チンギス・ハーンの登場しなかった「歴史」

 宮脇 一九二四年以前の歴史は基本的にはマイナスの歴史だから、専門家以外誰も研究しないし、子供たちに教える値打ちのないものだということで、学校では何も教えられていなかったんです。つまり一九二四年以前のことは歴史教育がないんです。
 ◎ それは国家の政策としてないんですか。
 岡田 ほとんどないんです。
 宮脇 チンギス・ハーンの名前を出しちゃいけなかったんですから。
 岡田 名前が出るのはいけないんです。
 宮脇 教えようがないわけですよ。モスクワはモンゴル人児童に対してチンギス・ハーンを教えることをタブーにさせたんですよ。
 岡田 そうです。
 宮脇 もしチンギス・ハーンのことをちょっとでも知って、モンゴル人が「えっ、昔、ロシアに進入して勝った?そんな偉い人が自分たちの祖先にいたんだから自分たちも偉いんだ」というふうになるとまずいわけです。
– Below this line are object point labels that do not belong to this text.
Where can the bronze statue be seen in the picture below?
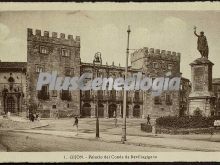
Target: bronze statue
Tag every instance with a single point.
(202, 44)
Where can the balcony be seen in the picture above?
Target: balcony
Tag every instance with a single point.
(66, 95)
(87, 97)
(138, 100)
(43, 96)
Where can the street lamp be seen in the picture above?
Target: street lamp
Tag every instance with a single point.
(97, 62)
(123, 139)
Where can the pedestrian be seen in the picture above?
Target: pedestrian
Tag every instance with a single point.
(76, 124)
(38, 117)
(8, 114)
(116, 120)
(148, 119)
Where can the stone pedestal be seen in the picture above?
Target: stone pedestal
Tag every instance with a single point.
(201, 98)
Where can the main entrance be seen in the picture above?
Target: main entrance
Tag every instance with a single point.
(86, 110)
(10, 105)
(112, 110)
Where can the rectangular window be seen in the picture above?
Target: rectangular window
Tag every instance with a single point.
(54, 93)
(66, 95)
(43, 50)
(170, 66)
(65, 52)
(155, 65)
(67, 72)
(168, 99)
(39, 68)
(43, 94)
(157, 100)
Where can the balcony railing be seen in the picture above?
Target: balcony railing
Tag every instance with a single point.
(43, 96)
(137, 99)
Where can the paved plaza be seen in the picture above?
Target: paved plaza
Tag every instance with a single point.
(60, 129)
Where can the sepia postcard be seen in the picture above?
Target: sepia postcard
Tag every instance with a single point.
(109, 82)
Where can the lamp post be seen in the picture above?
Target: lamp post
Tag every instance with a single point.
(96, 64)
(123, 139)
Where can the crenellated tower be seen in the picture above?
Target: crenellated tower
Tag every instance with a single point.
(47, 53)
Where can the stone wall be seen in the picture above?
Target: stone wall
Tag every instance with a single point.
(52, 60)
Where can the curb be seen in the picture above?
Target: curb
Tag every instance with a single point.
(127, 143)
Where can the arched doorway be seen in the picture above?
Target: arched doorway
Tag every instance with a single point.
(101, 110)
(112, 110)
(86, 110)
(136, 111)
(10, 105)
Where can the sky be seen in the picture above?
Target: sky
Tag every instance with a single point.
(106, 32)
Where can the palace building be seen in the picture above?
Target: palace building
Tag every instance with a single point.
(52, 52)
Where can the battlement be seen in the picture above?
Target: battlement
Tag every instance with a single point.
(54, 37)
(155, 53)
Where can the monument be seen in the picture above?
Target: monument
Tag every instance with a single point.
(201, 98)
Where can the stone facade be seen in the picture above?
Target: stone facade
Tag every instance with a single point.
(52, 53)
(110, 101)
(13, 87)
(157, 63)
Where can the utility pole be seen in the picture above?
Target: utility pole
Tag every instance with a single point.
(97, 62)
(123, 139)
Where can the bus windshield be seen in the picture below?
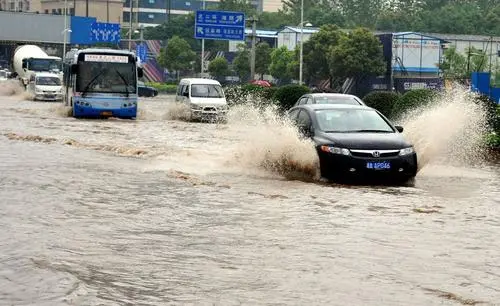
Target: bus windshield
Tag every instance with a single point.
(44, 64)
(106, 77)
(49, 81)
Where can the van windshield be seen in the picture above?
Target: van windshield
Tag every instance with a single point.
(206, 91)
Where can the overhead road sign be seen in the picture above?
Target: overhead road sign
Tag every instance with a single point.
(219, 25)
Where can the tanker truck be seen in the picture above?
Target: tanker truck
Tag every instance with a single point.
(31, 59)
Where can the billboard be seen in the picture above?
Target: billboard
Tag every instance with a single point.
(414, 52)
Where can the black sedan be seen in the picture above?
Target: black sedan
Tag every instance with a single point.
(355, 141)
(146, 91)
(329, 98)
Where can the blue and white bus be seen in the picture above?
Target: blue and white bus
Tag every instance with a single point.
(101, 83)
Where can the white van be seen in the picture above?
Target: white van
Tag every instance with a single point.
(45, 86)
(205, 98)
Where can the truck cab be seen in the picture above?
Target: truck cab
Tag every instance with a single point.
(45, 86)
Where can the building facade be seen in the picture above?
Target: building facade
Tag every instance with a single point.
(271, 5)
(109, 11)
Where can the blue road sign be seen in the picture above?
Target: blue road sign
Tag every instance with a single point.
(142, 52)
(219, 25)
(101, 32)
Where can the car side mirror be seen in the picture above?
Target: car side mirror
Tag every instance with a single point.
(74, 69)
(307, 131)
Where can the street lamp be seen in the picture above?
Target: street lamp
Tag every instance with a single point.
(301, 60)
(66, 30)
(302, 39)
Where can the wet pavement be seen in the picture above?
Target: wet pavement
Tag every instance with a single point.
(165, 212)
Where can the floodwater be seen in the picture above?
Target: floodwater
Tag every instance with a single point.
(164, 212)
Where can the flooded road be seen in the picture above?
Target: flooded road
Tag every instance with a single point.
(165, 212)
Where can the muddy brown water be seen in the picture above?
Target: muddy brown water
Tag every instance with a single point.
(164, 212)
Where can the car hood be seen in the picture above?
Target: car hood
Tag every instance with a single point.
(367, 141)
(209, 101)
(49, 87)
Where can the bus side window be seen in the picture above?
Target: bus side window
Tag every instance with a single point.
(185, 91)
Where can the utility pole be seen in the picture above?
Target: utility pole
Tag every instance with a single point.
(202, 48)
(130, 26)
(253, 20)
(301, 40)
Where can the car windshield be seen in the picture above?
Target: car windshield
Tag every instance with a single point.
(351, 121)
(336, 100)
(206, 91)
(49, 81)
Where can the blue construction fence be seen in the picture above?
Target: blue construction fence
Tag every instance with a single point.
(481, 83)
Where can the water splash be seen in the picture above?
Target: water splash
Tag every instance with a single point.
(450, 129)
(268, 140)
ですから基本的に知らないままにさせておいた。
 ○ それが二四年から九二年まで続いたんですよね。
 宮脇 はい。ですから教える人が誰もいないんです。
 ◎ ロシア国内ではチンギス・ハーンを消すというわけにはいかないんでしょう?
 宮脇 いや、専門家以外は名前を知らないと思いますね。教育って素晴らしいというか怖いというか、教えなきゃ知らないんです。教えられなきゃないことになるんですよね。
 ○ チンギス・ハーンの名前、「ジンギスカン」とかいろんな言い方をして日本では子供でも知ってますよね。
 岡田 知ってます。
 宮脇 日本人がどうしてチンギス・ハーンのことをそんなによく知っているかと言いますと、アジア人の顔をしてるのに、ヨーロッパにまで軍を進めた偉い人だからですよ。私たちにとって気持がいいわけですよね。そうでなかったらモンゴルについて、そんなに楽しく読むわけがないです。黄色人種でもヨーロッパ人に勝つことがあるのは、胸がすくわけです。だから日本人はチンギス・ハーンが好きなんですよ。
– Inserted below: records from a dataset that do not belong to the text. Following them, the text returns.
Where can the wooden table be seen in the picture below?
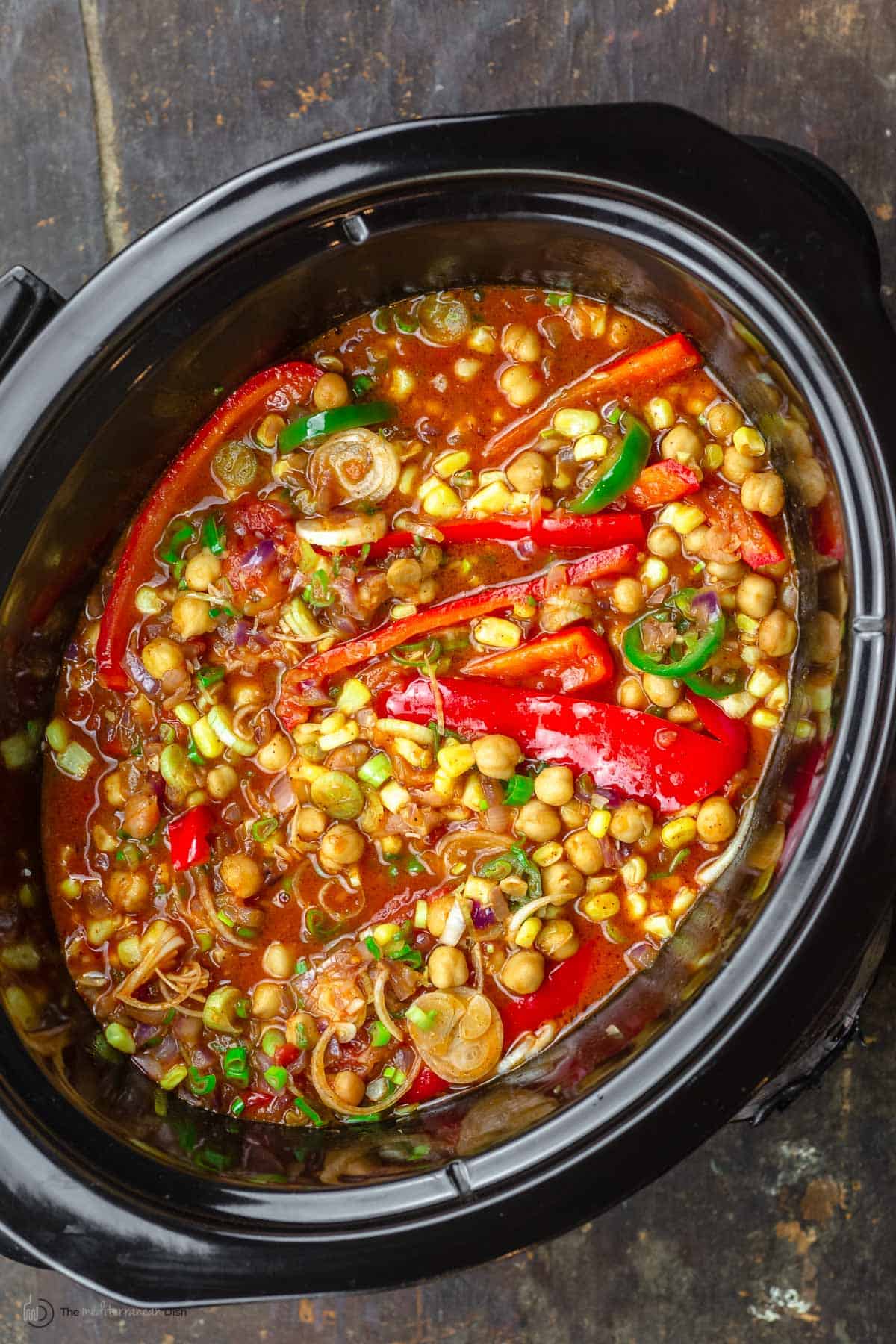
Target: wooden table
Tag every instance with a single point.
(112, 114)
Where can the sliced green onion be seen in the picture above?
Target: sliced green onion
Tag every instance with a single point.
(375, 771)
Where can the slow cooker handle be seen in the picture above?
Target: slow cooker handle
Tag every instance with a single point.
(27, 304)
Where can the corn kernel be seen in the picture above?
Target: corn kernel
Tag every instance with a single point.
(778, 698)
(452, 463)
(590, 448)
(679, 833)
(455, 759)
(441, 500)
(682, 517)
(497, 633)
(481, 339)
(635, 871)
(602, 905)
(394, 796)
(383, 934)
(598, 823)
(547, 853)
(762, 680)
(655, 573)
(492, 499)
(659, 927)
(748, 441)
(402, 383)
(528, 932)
(659, 413)
(574, 423)
(207, 741)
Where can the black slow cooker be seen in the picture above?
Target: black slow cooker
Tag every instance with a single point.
(746, 246)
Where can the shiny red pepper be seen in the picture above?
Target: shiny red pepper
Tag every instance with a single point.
(188, 838)
(662, 483)
(638, 754)
(425, 1088)
(558, 996)
(659, 363)
(273, 390)
(618, 559)
(758, 544)
(564, 662)
(561, 530)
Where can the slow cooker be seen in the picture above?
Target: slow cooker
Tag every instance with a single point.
(742, 245)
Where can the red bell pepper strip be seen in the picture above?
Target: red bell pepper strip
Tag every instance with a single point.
(662, 483)
(640, 756)
(188, 838)
(657, 363)
(556, 998)
(274, 389)
(561, 530)
(426, 1086)
(758, 544)
(564, 662)
(464, 608)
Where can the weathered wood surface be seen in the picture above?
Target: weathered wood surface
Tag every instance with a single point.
(112, 114)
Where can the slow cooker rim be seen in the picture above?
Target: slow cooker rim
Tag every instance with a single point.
(213, 202)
 ○ そのことは、あまり考えてみたことがありませんでした。
 宮脇 チンギス・ハーンは英雄なんです。顔が黄色くてもこんなに偉くなったって。
 岡田 あのね、日本人だけがチンギス・ハーンのことをよく知っている。他の国の人たちはほとんど何も知らないんです。(笑)わかります?
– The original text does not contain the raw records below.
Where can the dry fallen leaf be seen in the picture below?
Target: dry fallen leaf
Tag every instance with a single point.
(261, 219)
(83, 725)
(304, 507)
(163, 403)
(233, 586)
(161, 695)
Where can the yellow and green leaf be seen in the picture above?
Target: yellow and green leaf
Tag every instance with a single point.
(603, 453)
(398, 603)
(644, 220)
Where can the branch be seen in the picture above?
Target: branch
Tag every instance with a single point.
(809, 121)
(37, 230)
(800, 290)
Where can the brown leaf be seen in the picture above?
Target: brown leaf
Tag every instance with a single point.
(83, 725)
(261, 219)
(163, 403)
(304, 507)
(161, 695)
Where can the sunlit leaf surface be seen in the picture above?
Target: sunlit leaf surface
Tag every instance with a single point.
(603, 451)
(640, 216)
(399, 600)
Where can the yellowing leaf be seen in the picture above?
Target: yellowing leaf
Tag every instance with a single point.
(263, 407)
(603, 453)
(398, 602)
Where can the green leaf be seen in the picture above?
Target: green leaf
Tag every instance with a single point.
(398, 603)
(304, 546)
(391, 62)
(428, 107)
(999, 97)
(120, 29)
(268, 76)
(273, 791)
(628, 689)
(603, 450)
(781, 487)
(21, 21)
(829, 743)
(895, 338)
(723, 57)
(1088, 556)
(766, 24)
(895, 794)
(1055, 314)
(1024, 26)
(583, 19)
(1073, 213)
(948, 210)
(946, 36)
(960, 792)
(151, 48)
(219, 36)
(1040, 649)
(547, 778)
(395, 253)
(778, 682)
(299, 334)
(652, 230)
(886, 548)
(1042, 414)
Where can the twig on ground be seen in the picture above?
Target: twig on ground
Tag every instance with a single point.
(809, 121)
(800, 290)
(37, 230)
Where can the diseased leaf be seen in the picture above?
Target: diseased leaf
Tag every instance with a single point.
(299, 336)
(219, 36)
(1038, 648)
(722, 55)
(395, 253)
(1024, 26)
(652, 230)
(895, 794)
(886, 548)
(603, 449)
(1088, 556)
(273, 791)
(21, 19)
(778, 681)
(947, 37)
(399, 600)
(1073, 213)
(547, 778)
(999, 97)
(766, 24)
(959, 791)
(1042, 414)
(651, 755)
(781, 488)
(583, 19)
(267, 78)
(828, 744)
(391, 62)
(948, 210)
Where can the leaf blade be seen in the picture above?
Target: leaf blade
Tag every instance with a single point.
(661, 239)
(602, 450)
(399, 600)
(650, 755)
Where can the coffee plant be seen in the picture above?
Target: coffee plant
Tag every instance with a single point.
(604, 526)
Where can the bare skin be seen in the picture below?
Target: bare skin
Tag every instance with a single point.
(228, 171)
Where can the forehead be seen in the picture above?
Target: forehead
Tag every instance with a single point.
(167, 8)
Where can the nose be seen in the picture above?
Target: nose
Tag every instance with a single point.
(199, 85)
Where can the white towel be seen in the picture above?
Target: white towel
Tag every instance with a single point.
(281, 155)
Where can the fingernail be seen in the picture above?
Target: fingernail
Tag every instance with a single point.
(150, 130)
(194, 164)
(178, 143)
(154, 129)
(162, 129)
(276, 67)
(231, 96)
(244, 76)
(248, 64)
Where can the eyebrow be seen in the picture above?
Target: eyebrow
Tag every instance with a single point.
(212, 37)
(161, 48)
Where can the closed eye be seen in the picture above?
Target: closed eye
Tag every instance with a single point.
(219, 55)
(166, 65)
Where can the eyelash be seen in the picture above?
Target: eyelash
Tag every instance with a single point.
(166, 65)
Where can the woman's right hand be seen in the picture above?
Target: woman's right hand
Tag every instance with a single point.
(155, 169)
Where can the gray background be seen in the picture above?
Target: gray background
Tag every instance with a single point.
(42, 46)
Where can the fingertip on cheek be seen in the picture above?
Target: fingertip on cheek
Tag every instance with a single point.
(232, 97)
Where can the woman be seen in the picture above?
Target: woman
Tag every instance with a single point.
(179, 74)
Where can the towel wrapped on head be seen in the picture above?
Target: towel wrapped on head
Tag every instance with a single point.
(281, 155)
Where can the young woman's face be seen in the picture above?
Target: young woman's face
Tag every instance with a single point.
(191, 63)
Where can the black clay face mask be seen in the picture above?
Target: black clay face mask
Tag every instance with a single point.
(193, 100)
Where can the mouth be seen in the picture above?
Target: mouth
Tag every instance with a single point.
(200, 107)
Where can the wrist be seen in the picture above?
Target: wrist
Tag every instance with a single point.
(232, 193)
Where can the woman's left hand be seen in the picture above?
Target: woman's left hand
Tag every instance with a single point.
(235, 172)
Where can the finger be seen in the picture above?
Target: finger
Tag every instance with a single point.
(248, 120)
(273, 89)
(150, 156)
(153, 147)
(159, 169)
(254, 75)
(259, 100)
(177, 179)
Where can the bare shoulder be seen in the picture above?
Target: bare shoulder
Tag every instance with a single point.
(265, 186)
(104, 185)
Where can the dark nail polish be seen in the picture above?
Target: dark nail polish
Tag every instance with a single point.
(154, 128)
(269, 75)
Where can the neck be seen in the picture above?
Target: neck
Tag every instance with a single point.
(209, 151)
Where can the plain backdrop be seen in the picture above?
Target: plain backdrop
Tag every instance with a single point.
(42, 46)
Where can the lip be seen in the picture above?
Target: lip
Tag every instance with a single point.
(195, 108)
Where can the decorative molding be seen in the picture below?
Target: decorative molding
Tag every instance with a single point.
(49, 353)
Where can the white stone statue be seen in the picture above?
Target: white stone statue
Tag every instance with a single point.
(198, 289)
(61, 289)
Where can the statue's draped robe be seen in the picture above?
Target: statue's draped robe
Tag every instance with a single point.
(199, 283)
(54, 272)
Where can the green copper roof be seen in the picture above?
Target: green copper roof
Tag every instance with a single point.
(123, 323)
 宮脇 どうして日本がこんなにモンゴルが好きかということを考えた時に、日本人だけではなく、昔々アジアから出た人たちでも世界に広がったり活躍できたことがあったということは、日本人にとってとても幸せな気持になることだと思うんです。だからモンゴルが好きというか、大概の人は気持よく勉強するんです。一方やられた側にとっては、なかった方がいいわけですから、あまり教えないし、よほどの専門家でない限り研究しないんです。
 ロシアの方のモンゴルやチンギス・ハーンの研究者は、だいたいスラヴ民族ではなくてアジア系の民族や、ロシアに対抗意識を持っているウクライナ人などです。自分たちのルーツが知りたいということで、モンゴルや中央アジアを研究するんです。ロシアの学者は、ヨーロッパ学派とユーラシア学派の二つに分かれます。つまりロシアはヨーロッパの一員であるという人たちと、いや、ロシアこそはヨーロッパとアジアをつなぐ特異な国であるという人たちと二派あるんです。で、ユーラシア学派の人たちというのは、自分たちの中に色濃くアジアの影響とか血を感じてる人たちで、彼らは、自分自身がチンギス・ハーンの子孫だという可能性もあるわけです。だから、ロシアにモンゴル研究者は多いですよ。もう一つ別に政治的な目的から、シベリアや中央アジアをロシアにつなぎとめておくための植民地政策の一環として研究するという動機もあります。だからロシアではアジア学は盛んです。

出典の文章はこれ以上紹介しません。